肉の焼け焦げ炭化した様な臭いは、人間の身体が焼かれる臭いで、蠢いていたのは大蛇だったのか!
遠くで呆けていると、天から何かが迫る気配がした。
咄嗟の判断で右に転がると、立っていた場所に炎の矢が突き刺さる。
天を仰げば、そこには漆黒の雄大な一対の羽根を持った紳士服姿の男性が宙に浮いていた。歳は二十歳後半で、老け顔。黒髪をオールバックにし、眼帯をした右目が気になる。
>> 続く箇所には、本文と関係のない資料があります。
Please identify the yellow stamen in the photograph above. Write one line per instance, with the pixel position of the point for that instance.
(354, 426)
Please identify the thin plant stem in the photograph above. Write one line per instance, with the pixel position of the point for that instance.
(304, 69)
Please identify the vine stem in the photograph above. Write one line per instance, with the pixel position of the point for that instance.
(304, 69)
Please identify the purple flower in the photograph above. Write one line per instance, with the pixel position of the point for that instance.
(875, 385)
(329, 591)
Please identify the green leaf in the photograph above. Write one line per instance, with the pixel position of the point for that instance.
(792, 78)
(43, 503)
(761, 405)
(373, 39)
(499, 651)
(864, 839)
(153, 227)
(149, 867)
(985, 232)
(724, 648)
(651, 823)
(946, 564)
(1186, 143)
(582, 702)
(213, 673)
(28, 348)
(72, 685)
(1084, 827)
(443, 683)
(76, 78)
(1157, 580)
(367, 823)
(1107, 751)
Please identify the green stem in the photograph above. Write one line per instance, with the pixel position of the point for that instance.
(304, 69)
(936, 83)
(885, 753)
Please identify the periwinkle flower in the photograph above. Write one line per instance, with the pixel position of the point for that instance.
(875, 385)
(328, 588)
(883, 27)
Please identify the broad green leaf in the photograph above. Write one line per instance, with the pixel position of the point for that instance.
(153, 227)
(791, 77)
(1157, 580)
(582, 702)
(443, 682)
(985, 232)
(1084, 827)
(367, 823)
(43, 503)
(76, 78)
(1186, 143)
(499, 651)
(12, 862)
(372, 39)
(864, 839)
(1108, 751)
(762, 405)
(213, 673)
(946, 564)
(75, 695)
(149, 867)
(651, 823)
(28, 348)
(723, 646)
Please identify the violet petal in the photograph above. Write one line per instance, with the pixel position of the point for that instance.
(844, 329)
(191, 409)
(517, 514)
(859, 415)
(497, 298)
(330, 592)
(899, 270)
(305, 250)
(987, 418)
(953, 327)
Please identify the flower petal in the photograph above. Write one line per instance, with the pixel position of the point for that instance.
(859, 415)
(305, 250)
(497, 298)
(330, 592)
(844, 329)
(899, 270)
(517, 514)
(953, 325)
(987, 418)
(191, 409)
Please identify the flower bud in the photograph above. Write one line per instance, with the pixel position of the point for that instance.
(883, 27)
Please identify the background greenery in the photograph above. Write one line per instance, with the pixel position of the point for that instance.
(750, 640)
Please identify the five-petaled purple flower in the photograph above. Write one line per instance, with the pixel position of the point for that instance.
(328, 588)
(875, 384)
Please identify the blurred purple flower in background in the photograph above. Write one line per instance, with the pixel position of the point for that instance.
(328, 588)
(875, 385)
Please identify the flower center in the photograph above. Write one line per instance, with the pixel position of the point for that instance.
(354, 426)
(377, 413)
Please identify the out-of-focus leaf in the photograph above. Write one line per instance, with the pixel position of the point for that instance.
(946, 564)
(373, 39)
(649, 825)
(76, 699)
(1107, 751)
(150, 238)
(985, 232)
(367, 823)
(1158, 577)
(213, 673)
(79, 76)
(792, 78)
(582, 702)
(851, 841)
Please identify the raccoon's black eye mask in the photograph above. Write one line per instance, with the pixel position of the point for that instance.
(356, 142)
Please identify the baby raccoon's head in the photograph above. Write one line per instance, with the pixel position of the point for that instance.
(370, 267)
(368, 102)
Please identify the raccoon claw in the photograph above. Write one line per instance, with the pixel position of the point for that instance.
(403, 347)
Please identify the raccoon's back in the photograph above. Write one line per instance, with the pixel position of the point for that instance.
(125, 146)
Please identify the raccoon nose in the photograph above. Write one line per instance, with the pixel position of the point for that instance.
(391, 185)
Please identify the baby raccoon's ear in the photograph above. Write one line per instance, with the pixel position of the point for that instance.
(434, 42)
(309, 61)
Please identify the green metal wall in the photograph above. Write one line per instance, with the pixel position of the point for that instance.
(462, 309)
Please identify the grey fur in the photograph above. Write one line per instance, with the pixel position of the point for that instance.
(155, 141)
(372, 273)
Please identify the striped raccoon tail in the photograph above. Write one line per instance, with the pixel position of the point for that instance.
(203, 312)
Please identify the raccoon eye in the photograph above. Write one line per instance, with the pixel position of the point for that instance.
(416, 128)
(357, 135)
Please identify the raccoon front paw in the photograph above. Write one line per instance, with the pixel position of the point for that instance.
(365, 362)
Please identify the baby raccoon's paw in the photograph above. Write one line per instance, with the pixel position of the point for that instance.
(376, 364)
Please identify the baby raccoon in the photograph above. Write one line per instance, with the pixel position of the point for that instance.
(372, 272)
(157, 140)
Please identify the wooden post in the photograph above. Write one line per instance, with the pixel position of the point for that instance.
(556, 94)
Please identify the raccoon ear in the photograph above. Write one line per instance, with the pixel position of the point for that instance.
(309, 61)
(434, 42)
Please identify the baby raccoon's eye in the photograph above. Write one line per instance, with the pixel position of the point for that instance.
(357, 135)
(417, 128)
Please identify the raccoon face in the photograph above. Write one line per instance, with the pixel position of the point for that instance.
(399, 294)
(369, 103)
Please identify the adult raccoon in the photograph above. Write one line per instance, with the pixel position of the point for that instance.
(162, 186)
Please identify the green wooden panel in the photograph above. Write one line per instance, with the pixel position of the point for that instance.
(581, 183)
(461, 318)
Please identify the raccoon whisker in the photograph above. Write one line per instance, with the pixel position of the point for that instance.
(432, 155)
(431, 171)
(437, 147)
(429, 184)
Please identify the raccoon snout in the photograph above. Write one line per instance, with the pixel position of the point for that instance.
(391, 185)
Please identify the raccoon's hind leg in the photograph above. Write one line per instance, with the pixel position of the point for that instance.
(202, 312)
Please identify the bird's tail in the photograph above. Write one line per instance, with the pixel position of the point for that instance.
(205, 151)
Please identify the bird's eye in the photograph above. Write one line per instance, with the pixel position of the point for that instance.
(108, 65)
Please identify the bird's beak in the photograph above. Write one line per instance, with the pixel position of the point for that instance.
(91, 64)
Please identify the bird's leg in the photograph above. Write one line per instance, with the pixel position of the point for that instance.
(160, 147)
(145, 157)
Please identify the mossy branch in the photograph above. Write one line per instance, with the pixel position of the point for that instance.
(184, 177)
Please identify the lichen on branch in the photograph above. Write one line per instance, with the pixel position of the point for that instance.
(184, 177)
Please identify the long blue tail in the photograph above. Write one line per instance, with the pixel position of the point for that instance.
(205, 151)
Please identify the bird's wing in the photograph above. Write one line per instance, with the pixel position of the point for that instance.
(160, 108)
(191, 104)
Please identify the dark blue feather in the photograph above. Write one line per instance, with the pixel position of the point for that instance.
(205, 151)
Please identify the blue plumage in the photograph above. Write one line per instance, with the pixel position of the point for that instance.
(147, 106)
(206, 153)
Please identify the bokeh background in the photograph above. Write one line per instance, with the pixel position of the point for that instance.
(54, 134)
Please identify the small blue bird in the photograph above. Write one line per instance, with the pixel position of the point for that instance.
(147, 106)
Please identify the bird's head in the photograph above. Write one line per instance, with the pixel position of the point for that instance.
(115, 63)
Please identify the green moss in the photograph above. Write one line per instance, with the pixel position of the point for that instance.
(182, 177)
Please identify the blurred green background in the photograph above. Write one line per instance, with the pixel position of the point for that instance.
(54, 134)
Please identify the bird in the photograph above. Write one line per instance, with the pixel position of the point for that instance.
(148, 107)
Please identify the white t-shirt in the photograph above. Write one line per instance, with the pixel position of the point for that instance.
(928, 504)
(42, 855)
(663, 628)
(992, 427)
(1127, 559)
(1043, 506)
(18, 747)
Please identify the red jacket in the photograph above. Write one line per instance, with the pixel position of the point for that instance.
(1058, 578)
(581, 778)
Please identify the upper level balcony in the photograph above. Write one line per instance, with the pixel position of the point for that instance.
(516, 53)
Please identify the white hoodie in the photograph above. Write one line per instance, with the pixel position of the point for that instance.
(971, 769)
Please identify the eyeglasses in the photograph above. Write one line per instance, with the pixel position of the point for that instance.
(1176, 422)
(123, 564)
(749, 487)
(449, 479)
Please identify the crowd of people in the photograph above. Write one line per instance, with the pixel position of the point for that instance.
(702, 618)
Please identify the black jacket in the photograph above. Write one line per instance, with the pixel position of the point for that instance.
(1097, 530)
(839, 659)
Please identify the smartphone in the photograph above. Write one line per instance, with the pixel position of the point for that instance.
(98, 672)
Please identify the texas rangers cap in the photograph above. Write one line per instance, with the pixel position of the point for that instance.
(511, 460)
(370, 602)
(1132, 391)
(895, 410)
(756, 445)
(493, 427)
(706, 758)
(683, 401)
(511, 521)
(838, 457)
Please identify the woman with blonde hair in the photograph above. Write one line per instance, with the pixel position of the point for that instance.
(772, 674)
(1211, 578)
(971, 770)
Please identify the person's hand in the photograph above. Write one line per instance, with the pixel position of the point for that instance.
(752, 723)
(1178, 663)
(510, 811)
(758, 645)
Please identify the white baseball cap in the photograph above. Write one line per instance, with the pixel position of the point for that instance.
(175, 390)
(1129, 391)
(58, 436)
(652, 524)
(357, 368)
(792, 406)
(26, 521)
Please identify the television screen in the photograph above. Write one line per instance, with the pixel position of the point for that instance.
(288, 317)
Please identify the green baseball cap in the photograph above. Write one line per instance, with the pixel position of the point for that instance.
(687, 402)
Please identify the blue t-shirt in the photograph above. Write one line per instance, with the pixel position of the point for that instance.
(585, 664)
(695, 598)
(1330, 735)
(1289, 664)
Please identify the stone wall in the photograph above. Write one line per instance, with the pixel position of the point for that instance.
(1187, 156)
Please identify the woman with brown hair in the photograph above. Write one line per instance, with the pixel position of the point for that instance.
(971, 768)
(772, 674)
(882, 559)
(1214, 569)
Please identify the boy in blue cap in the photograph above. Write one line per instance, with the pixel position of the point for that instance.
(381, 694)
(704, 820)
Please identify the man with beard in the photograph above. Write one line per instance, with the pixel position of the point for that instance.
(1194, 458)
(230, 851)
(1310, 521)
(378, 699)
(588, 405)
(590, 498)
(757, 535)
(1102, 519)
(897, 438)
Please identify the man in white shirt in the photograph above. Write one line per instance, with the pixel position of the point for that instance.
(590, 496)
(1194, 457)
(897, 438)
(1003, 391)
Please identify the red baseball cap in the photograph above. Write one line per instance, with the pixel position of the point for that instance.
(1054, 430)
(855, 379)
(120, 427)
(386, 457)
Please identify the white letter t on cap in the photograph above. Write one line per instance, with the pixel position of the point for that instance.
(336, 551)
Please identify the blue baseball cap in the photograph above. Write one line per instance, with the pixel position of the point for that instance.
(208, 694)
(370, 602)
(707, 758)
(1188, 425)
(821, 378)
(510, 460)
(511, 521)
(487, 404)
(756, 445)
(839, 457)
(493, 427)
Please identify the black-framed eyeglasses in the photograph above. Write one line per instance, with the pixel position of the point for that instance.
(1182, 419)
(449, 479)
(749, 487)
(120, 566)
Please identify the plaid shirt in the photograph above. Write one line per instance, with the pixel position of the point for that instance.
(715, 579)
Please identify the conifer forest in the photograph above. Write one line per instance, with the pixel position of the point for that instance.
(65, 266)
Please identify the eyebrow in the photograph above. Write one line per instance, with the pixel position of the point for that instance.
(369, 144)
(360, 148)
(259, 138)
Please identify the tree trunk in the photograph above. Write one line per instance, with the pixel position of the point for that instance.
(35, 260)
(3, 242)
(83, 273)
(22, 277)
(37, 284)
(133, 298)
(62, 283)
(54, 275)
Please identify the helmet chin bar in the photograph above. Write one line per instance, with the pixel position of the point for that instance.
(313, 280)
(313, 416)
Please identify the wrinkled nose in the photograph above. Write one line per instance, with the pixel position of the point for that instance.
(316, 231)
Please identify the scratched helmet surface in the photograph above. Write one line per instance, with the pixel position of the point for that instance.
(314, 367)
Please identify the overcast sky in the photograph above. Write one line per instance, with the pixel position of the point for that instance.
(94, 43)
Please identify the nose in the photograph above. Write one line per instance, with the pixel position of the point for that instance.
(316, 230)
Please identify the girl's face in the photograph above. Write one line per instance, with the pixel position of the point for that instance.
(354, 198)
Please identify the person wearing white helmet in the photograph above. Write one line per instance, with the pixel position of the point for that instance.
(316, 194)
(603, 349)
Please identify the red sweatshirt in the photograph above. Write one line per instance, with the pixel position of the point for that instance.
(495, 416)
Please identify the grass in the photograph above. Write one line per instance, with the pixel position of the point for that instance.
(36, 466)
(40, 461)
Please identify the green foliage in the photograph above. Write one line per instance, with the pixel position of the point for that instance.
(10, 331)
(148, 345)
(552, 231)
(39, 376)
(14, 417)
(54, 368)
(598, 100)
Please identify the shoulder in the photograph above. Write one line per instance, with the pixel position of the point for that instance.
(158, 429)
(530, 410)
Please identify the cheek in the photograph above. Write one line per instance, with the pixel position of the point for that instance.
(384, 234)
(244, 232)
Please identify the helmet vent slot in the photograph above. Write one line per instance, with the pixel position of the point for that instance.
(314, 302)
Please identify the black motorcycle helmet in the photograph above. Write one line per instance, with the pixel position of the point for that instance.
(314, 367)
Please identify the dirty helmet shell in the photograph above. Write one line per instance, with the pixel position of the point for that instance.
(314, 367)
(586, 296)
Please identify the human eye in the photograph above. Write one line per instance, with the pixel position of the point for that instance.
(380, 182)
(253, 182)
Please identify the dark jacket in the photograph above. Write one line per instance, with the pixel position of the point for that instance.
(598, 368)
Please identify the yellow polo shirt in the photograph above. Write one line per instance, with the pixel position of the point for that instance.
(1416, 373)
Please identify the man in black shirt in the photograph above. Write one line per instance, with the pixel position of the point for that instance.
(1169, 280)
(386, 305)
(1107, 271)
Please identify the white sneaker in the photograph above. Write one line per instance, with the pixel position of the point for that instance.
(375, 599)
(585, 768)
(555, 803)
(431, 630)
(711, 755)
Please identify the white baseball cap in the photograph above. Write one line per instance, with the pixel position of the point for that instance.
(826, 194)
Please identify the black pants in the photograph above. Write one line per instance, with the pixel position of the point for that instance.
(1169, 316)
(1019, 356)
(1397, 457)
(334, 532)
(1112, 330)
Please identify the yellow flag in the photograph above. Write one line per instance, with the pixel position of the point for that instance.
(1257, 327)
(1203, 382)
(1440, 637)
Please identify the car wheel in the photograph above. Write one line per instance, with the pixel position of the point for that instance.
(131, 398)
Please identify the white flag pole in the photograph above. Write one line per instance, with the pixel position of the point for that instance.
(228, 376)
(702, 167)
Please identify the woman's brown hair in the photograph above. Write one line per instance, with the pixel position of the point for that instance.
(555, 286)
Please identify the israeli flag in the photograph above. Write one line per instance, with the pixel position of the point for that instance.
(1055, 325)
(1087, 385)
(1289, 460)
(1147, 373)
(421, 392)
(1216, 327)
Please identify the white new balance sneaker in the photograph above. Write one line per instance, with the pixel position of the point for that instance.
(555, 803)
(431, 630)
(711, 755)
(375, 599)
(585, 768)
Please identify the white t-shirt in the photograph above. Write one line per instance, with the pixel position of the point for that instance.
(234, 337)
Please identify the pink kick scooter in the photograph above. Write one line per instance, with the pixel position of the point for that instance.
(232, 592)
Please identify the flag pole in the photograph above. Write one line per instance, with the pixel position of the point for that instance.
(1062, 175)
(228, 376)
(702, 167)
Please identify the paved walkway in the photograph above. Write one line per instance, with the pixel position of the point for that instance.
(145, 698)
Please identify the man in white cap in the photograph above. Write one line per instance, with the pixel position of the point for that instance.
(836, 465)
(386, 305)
「ほう、ほうほう! 感はありそうですな! 戦闘では感が命! その最低限の才能はありそうです!」
「あのその、僕が何をしたっていうんですか!? 僕は今、記憶が曖昧で」
「丁度いいですね! うんうん、丁度いい! 召喚士殿の記憶が戻る前に滅してしまえば我が主もお喜びになるに違いない!」
「僕は――死ぬことだけは出来ないと心が叫んでる。だから、死ぬ訳にはいかないんだ。ここは大人しく見逃して欲しいんだけど――」
「何とも恥知らずな言葉を吐く男ですね! 召喚士殿の言葉とは思えない! 我が主に歯向かいし者とは思えません! ここは吾輩の部屋『武の部屋』です! 吾輩を倒さない限り次の部屋へは進めませんよ!」
何て仕組みだ!
僕は自身が召喚士とは解っているけど、その大半の記憶が無い。
まず、仲間が居ない時点で駄目だと思う。僕は戦闘に自信が全くない!
オロオロしていると、アゼザルが叫ぶ。
「行きなさい、下僕共! 召喚士殿も冒険者と共にお出迎えするのです!」
最悪の展開が始まる合図だった。